Jeff, let me ask the stupid question. I understand the whole issue is based on the core assumption that the front running is a damage for corporation. How is it justified if the corporation makes huge money on the front runner's tip? Isn't it rather the insider trading issue between the front runner himself and the stock market regulator?
Thank you for the great job, by the way. I really appreciate that from across the Atlantic.

Jeff Matthews said...

Not a stupid question, but the issue of whether the corporation makes money from the acquisition (which may not be clear for years) is not part of the equation in determining why front-running isn't (or shouldn't be) done.

Why front-running isn't done is this: front-running (every CFA is taught this--I learned it almost 30 years ago) hurts the acquirer by theoretically raising the cost of the acquisition thanks to the impact of the front-runner's purchases ahead of the transaction announcement.

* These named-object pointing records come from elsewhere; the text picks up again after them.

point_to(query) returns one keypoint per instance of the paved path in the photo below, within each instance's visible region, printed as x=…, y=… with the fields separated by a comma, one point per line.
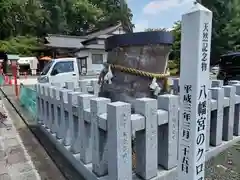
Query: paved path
x=15, y=163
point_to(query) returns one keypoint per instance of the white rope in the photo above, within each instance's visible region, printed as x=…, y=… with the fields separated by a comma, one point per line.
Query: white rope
x=108, y=77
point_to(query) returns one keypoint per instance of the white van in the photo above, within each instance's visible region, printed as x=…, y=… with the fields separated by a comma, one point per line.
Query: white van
x=65, y=70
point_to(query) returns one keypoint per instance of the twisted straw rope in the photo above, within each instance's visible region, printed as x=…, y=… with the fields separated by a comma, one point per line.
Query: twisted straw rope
x=144, y=74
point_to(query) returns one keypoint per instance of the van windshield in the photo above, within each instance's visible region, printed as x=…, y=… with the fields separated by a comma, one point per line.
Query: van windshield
x=46, y=68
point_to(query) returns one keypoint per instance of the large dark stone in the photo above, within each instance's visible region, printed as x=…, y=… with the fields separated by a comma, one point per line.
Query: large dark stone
x=146, y=51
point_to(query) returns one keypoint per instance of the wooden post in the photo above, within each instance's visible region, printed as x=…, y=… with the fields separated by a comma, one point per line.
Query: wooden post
x=195, y=57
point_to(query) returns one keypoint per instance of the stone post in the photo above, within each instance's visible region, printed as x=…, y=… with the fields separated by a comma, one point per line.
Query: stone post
x=195, y=57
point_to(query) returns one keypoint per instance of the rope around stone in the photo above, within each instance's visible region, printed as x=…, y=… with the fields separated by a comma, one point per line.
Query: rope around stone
x=139, y=72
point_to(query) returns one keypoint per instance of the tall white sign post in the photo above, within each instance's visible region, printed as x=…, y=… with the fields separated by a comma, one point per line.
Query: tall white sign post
x=194, y=84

That's true not just for major corporate transactions, it's true for mutual funds and any investment firm--analysts at Fidelity, for example, can't trade in stocks FIDO might be buying, for precisely that reason.

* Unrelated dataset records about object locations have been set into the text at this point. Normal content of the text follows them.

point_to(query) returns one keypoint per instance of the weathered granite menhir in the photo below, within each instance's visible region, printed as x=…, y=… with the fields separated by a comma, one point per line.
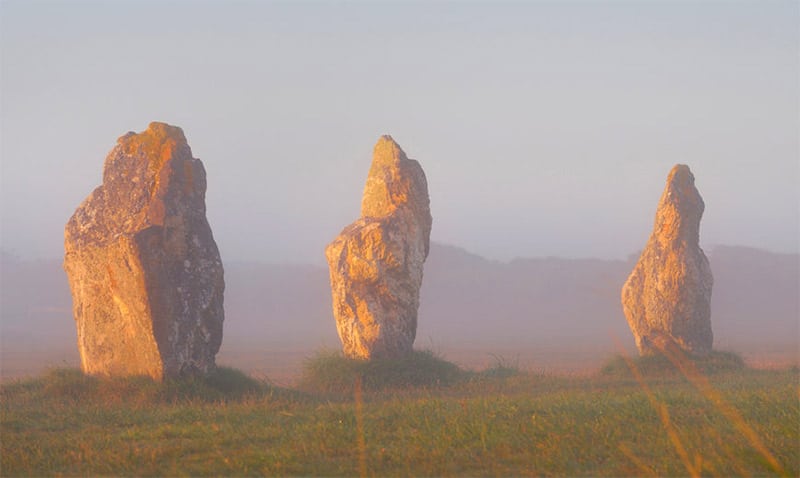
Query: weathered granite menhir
x=145, y=273
x=376, y=262
x=667, y=298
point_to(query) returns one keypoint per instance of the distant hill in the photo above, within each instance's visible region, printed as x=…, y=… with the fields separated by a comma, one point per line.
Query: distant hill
x=552, y=313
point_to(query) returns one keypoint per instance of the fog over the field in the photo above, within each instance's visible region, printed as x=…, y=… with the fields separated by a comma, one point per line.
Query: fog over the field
x=545, y=129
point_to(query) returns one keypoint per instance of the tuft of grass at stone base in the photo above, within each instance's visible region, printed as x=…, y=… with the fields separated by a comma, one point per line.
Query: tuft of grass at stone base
x=658, y=365
x=477, y=424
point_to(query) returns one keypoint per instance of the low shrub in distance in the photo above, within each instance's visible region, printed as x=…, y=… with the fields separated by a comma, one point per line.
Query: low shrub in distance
x=333, y=373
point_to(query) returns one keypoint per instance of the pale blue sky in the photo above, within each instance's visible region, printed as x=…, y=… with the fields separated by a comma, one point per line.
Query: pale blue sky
x=544, y=128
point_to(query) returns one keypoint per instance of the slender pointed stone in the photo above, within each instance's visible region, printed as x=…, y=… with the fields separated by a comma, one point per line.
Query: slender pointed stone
x=376, y=262
x=144, y=270
x=667, y=297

When front-running becomes "trading on material inside information"--for example, if Sokol had actually known Berkshire was going to bid $135 a share for Lubrizol, and had then bought $10 million worth of stock based on that inside knowledge--is a different matter, and would presumably have transformed the issue from something that's "too close to the line" to something that's illegal, outside the line.

But nothing in what we've heard or has been discussed publicly suggests Sokol acted on material inside information--i.e. knowledge the Berkshire was in fact going to buy Lubrizol at a specific price.


Anonymous said...

Jeff, more infrequent posts on the same old overly-dissected subject which is now over two months old? Are you losing your motivation for maintaining the blog? I miss the old JMINMTU!

Jeff Matthews said...

Me too!

Patience, thanks.


Anonymous said...

Jeff, I second the above motion to drop this piece and return to the old blog. You used to post every day or two with something relevant and insightful. If there is a dramatic conclusion to this Sokol piece, I beg you to get to it quickly and move on. Otherwise I fear you will lose your fan base and your motivation to write. That would be a real shame because this used to be one of the best blogs out there.

Jeff Matthews said...

Understood, and appreciated.

Keep in mind that the handiwork of the most successful investor in the world nearly came to grief this year when his likely successor pulled a stunt that has implications beyond a few million dollars in trading profits. Those implications--for Buffett and for Berkshire and its shareholders--are large, and it seems worth getting it right.

But the fun stuff will resume when the important stuff concludes.